<a id='ExperimentalDataTransferLearningReplacingOutputLayerEnsembleModelsTop'></a>
# Fine Tune Ensemble of LSTM Networks on Experimental Data

Investigating whether starting with a model pretrained on simulated data, and using transfer learning, removing the output layer from the pretrained model and adding 4 more layers to train on the experimental dataset, improves performance

- Architecture, informed by limited [hyperparameter tuning](ExperimentalDataTransferLearningReplacingOutputLayerModelTuner.ipynb#ExperimentalDataTransferLearningReplacingOutputLayerModelTunerTop) with keras tuner, is:
    - input layer - 500
    - hidden layer - 5
    - hidden layer - 200
    - output layer - 2 (softplus activation, to ensure variance predictions are positive)
- batch size = 16
- Number of base learners in ensemble = 10
- 3:1:1 train:validation:test dataset split
- 1500 epochs

The model from the epoch which gives the best validation loss is saved for future use, for making predictions on the previously unseen experimental test set

Minimum loss is -ln(minimum_variance)/2 = -6.91 (for a minimum variance chosen to be 1e-6)

In [None]:
import tensorflow as tf
from tensorflow import keras
import numpy as np
import matplotlib.pyplot as plt
from LSTMutils import MeanVarianceLogLikelyhoodLoss
from sklearn.model_selection import train_test_split
import LSTMutils

# input parameters
NumEnsemble = 10
SequenceLength = 250
validation_split = 0.25
batch_size = 16
NumEpochs = 1500
test_split = 0.2

# set random seeds
np.random.seed(42)
tf.random.set_seed(42)

reconstructed_model = keras.models.load_model("../Models/SimulatedDataPretrainedModel",custom_objects={"MeanVarianceLogLikelyhoodLoss": MeanVarianceLogLikelyhoodLoss})
reconstructed_model.trainable = False

# read experimental dataset
ExperimentalData = LSTMutils.ExperimentalData(SequenceLength=SequenceLength)
unused, concentrations, df_data, unused = ExperimentalData.ReadData()

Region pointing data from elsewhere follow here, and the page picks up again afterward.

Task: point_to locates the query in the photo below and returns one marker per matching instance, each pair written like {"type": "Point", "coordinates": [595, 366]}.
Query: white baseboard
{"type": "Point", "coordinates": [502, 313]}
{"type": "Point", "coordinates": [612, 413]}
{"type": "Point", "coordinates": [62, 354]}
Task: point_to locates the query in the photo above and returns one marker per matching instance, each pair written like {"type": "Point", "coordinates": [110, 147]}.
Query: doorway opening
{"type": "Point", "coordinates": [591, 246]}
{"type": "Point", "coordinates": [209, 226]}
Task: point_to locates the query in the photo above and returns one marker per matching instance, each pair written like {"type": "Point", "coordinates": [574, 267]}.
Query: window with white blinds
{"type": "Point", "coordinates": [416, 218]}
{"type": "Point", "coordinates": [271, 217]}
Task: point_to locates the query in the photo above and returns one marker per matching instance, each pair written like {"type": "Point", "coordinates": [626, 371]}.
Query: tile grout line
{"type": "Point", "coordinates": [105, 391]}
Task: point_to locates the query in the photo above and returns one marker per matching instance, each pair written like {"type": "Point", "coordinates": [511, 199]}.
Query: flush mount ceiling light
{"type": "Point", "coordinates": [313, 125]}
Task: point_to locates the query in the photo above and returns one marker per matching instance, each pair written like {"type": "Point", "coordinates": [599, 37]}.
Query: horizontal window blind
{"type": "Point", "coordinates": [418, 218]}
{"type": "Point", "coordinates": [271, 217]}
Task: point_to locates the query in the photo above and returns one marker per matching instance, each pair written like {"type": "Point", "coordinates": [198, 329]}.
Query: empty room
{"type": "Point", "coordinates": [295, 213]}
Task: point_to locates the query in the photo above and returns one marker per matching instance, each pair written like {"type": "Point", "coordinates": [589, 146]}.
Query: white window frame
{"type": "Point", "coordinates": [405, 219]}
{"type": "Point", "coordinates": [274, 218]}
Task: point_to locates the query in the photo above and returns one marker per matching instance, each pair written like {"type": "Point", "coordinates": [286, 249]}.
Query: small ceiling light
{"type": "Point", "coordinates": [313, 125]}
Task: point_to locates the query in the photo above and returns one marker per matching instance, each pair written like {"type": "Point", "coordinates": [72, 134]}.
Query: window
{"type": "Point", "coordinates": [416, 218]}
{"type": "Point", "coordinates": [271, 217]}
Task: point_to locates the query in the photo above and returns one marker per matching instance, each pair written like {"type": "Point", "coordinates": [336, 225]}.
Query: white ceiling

# split data into stratified train and test sets, size defined by the test_split variable
# the split will always be the same provided the data is in the same order, the same random_state is used,
# and strangely the labels used for stratification are always the same type (str is used here)
df_train, df_test = train_test_split(df_data, test_size=test_split, train_size=1-test_split, random_state=42, shuffle=True, stratify=concentrations)

# split data into stratified train and validation sets, size defined by the validation_split variable
train_concentrations = df_train.iloc[:,0]
df_train, df_val = train_test_split(df_train, test_size=validation_split, train_size=1-validation_split, random_state=42, shuffle=True, stratify=train_concentrations)

# normalise time series data
df_norm_train, df_norm_test, df_norm_val = ExperimentalData.NormalizeData(df_train,df_test,df_val)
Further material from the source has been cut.